Others being tried in the case, including Brotherhood spiritual leader Mohamed Badie, were handed life sentences, judicial sources said.
Those being sentenced are accused of security-related offences including incitement to violence, murder and organising illegal protests.
Rights groups have criticised the mass trial of more than 700 people in what has become known as the Rabaa case, after Rabaa Adawiya square where the sit-in took place in Cairo.
Those sentenced to death by hanging include senior Brotherhood leaders Essam al-Erian and Mohamed Beltagi and prominent Islamist preacher Safwat Higazi, the sources said.
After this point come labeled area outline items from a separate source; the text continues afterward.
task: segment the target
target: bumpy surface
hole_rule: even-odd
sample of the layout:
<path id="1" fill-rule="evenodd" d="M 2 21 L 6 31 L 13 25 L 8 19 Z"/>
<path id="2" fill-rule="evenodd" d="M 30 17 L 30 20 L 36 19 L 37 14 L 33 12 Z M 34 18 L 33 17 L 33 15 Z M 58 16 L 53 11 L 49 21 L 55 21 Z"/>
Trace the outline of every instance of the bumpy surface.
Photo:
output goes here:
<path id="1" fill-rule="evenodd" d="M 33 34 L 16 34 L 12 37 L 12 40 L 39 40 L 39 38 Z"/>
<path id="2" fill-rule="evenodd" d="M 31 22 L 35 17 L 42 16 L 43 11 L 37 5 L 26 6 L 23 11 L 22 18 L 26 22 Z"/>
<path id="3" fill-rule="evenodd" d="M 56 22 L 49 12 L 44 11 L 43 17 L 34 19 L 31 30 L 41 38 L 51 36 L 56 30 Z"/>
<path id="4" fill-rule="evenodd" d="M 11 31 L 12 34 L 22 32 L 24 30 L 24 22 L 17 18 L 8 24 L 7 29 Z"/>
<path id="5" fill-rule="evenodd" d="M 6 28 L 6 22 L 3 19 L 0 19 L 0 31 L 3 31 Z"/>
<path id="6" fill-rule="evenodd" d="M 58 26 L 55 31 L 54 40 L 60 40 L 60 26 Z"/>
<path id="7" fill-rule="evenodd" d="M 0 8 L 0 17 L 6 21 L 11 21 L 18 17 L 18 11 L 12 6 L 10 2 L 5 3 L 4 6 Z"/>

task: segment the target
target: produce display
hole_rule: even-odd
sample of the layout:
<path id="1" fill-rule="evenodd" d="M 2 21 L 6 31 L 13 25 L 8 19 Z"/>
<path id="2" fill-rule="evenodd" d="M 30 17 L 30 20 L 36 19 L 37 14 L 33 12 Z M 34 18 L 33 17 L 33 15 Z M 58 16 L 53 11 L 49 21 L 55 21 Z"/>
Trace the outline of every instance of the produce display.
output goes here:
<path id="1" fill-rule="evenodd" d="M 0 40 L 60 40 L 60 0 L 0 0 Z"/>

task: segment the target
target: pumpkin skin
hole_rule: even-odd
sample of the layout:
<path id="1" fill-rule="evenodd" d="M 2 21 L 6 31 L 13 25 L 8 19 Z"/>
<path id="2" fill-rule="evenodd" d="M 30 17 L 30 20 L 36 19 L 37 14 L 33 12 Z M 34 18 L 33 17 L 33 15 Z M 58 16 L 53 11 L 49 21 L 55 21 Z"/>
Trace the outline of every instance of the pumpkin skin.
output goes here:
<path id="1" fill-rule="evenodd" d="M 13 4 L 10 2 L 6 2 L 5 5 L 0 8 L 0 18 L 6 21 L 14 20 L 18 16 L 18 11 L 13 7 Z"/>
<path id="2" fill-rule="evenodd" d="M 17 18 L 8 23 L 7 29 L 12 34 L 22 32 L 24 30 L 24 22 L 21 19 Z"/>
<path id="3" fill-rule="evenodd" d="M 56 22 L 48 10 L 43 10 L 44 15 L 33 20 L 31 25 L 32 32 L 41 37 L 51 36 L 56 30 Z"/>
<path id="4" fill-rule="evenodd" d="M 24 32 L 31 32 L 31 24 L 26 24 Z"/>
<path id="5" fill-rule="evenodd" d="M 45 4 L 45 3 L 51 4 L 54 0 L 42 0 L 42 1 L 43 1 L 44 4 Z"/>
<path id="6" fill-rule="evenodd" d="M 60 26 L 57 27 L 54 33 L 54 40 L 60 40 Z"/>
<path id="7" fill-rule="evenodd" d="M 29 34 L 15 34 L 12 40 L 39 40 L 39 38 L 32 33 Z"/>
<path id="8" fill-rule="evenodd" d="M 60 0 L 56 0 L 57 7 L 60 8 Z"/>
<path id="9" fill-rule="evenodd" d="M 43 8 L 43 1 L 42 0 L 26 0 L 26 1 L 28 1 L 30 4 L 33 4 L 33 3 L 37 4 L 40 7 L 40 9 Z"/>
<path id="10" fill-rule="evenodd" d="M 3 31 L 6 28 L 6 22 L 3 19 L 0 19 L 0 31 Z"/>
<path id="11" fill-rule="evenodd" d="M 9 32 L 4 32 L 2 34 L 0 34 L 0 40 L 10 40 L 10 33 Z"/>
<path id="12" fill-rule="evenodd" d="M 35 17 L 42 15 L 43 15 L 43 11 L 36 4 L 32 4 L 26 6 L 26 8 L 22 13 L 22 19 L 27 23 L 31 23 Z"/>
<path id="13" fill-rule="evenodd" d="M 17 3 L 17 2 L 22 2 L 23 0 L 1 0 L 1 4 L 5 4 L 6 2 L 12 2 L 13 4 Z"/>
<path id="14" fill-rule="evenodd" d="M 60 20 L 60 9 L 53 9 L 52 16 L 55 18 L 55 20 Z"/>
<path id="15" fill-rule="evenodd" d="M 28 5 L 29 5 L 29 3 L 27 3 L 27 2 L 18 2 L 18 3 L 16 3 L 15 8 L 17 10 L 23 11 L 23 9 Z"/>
In total 47 were handed life sentences while another 612 were also given long prison sentences.
Photojournalist Mahmoud Abu Zeid, known as “Shawkan” was told he would spend five years behind bars. He has already been imprisoned for this period and his detention has provoked particular outcry from human rights groups who say he was arrested for doing his job.
The dispersal of the sit-in in August 2013 came weeks after President Abdel Fattah al-Sisi, then military chief, ousted Islamist president Mohamed Mursi after protests against Brotherhood rule.
Amnesty International says more than 800 protesters were killed. The government has said many protesters were armed and that 43 police were killed.
Since Sisi took power in 2014, authorities have justified a crackdown on dissent and freedoms as being directed at terrorists and saboteurs trying to undermine the state.
Death sentences have been handed down to hundreds of his political opponents on charges such as belonging to an illegal organisation or planning to carry out an attack.
Speaking after the defendants were sentenced, Amnesty International’s North Africa Campaigns Director Najia Bounaim said “These sentences were handed down in a disgraceful mass trial of more than 700 people, and we condemn today’s verdict in the strongest terms.
“The death penalty should never be an option under any circumstances.
“The fact that not a single police officer has been brought to account for the killing of at least 900 people in the Rabaa and Nahda protests shows what a mockery of justice this trial was.
“The Egyptian authorities should be ashamed. We demand a retrial in an impartial court and in full respect of the right to a fair trial for all defendants, without recourse to the death penalty.
“Shawkan has already spent more than five years in prison simply for doing his job as a photojournalist and documenting the police brutality that took place that day. He has already spent more than five years in prison.
“The Egyptian authorities’ disgraceful attacks on press freedom and freedom of expression must stop, and they must immediately and unconditionally release Shawkan. He is a prisoner of conscience, detained solely for doing his journalistic work.”